Thankfully, there’s a part of me that was very prepared during my Camino…

The Deeper Reason We Must Balance Spontaneity and Planning

It’s become increasingly apparent to me that the balance between preparation and spontaneity is vital to living a healthy, full life. And I’ll tell you why.

There’s the obvious reason that too much impulsivity can be destructive, like in the example of the Camino. And rigidity can be too. Trust me, if I were married to my plans going exactly as hoped for every retreat I lead, I’d be a mess.

But I do see preparation as something we must do physically, mentally, and emotionally every step of our lives so that when our plans for life go off course, we can adapt without overwhelm and debilitating anxiety.

I think back to the months leading up to my stepmom’s passing earlier this year. My dad would often talk about how he was preparing for an emotional marathon by way of his workouts and seeking support from loved ones. This was his way of planning to survive the loss.

I, too, have undertaken a lifetime of mental preparation for various challenges to come in my life.

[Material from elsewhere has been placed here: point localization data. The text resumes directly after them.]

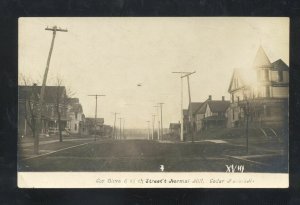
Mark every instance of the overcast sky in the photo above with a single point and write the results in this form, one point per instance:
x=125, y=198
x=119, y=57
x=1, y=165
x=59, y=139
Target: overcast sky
x=112, y=55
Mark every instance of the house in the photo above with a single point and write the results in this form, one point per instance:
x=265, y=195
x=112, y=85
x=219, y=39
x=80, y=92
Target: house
x=260, y=93
x=54, y=107
x=185, y=120
x=212, y=114
x=94, y=126
x=174, y=129
x=193, y=107
x=75, y=122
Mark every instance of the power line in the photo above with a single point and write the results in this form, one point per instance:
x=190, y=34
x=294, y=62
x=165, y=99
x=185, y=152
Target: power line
x=54, y=29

My mental strength was not enough to get me through the Camino physically. It got me through the pain for a while all right, but it couldn’t overpower the cry from my body telling me to stop. In this sense, my mind was more than I could ever have asked for in helping me arrive at the decision to stop my Camino. Trust me, that was one of the largest challenges.

If I can recommend one piece of advice for preparing for spontaneity it is to take time for self-care. That is, take time to get to know yourself–your emotions, your mental tendencies, your body. And then take time to nourish each of those areas of your life.